Cosenza: strage San Lorenzo del Vallo, fermati presunti autori

Si chiamano Domenico Scarola, 26 anni, e Salvatore Francesco Scorza, 30 anni. Sono entrambi di San Lorenzo del Vallo, e sarebbero legati alla cosca Presta, collegata a sua volta a quella Lanzino di Cosenza. Sarebbero loro gli autori della terribile strage che, nel febbraio del 2011, costò la vita a Rosellina Indrieri, 45 anni, e alla figlia Barbara, 26 anni. Le vittime erano parenti di un commerciante, Aldo De Marco, autore, un mese prima, dell’omicidio di Domenico Presta, 22 anni, figlio del boss di ‘ndrangheta, allora latitante, Franco Presta. L’obiettivo degli assassini delle due donne, secondo gli investigatori, era quello di sterminare l’intera famiglia. Alla morte, però, sfuggirono un altro figlio di Rosellina, Silos De Marco, 24 anni, rimasto ferito, ed il capofamiglia, Gaetano De Marco, scampato all’omicidio perchè dormiva in un’altra stanza, al buio.
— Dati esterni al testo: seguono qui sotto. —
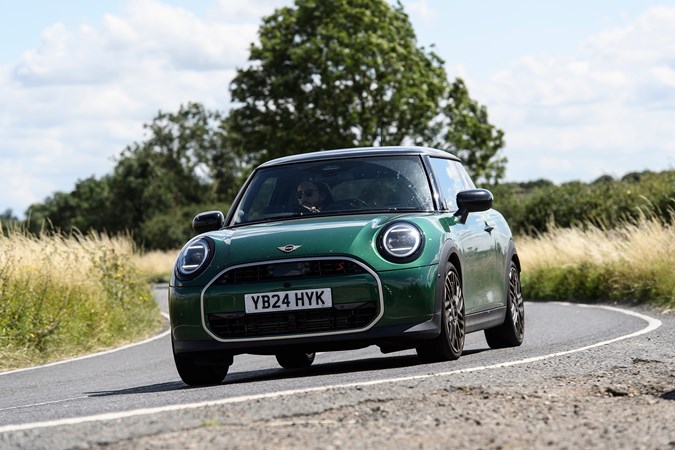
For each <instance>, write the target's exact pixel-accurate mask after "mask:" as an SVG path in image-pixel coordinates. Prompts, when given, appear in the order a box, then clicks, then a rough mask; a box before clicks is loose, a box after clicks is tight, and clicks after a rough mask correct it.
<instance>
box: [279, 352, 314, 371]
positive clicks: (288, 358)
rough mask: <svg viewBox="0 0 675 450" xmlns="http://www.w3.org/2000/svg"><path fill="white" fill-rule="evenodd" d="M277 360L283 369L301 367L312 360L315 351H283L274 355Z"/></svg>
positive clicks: (288, 368) (306, 363)
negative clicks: (293, 351) (275, 355)
mask: <svg viewBox="0 0 675 450" xmlns="http://www.w3.org/2000/svg"><path fill="white" fill-rule="evenodd" d="M276 357H277V362H278V363H279V365H280V366H281V367H283V368H284V369H303V368H305V367H309V366H311V365H312V363H313V362H314V358H315V357H316V353H314V352H312V353H306V352H284V353H279V354H277V355H276Z"/></svg>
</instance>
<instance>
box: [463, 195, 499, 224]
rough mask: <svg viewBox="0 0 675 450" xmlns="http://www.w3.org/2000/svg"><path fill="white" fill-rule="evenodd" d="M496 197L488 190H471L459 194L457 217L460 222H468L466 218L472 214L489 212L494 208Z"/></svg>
mask: <svg viewBox="0 0 675 450" xmlns="http://www.w3.org/2000/svg"><path fill="white" fill-rule="evenodd" d="M493 200H494V197H493V196H492V192H490V191H488V190H487V189H471V190H468V191H462V192H460V193H458V194H457V207H458V209H457V212H456V213H455V216H456V217H459V218H460V222H462V223H464V222H466V217H467V216H468V215H469V213H471V212H479V211H487V210H488V209H490V208H492V201H493Z"/></svg>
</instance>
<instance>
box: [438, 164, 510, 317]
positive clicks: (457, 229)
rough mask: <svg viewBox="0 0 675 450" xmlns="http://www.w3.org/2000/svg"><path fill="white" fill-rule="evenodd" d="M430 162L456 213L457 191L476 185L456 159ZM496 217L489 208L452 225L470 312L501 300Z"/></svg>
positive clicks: (474, 187)
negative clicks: (497, 253)
mask: <svg viewBox="0 0 675 450" xmlns="http://www.w3.org/2000/svg"><path fill="white" fill-rule="evenodd" d="M430 163H431V166H432V168H433V171H434V177H435V180H436V183H437V184H438V187H439V189H440V191H441V192H440V193H441V195H442V196H443V200H444V203H445V208H447V210H448V211H449V212H452V213H454V212H455V211H457V203H456V198H457V193H459V192H461V191H464V190H468V189H475V185H474V184H473V181H472V180H471V178H470V177H469V176H468V174H467V173H466V171H465V170H464V169H463V167H462V166H461V164H460V163H459V162H457V161H453V160H449V159H442V158H430ZM493 221H494V218H493V217H492V216H491V214H490V211H484V212H473V213H470V214H469V215H468V217H467V219H466V222H465V223H457V224H455V225H454V226H453V227H452V228H453V238H454V240H455V242H456V244H457V246H458V250H459V252H460V256H461V263H462V283H463V284H462V286H463V288H464V301H465V309H466V313H467V314H470V313H472V312H476V311H480V310H483V309H489V308H490V307H492V306H494V305H495V304H496V303H500V302H501V301H502V299H501V298H500V295H499V293H500V292H501V291H503V287H502V286H501V284H503V276H502V275H503V270H501V269H498V268H497V266H498V264H497V263H498V261H497V256H496V254H497V248H496V247H497V243H496V239H495V238H494V237H493V235H492V231H493V229H494V228H493V227H494V224H493V223H492V222H493ZM497 274H499V276H497ZM500 283H501V284H500Z"/></svg>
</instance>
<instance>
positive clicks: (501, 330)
mask: <svg viewBox="0 0 675 450" xmlns="http://www.w3.org/2000/svg"><path fill="white" fill-rule="evenodd" d="M524 337H525V302H524V300H523V293H522V291H521V287H520V273H519V272H518V267H517V266H516V264H515V263H514V262H513V261H511V267H510V269H509V292H508V294H507V300H506V317H505V318H504V323H503V324H502V325H500V326H498V327H496V328H490V329H489V330H485V339H486V340H487V343H488V345H489V346H490V348H507V347H517V346H519V345H520V344H522V343H523V338H524Z"/></svg>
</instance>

Quest’ultimo fu comunque ucciso due mesi dopo, in un agguato. Dopo l’arresto del boss Franco Presta, Silos De Marco, che adesso vive in una località protetta, prese coraggio e rivelò particolari importanti sulla strage. Da qui i fermi dei due giovani. Resta il dubbio se del gruppo di fuoco facesse parte lo stesso Franco Presta.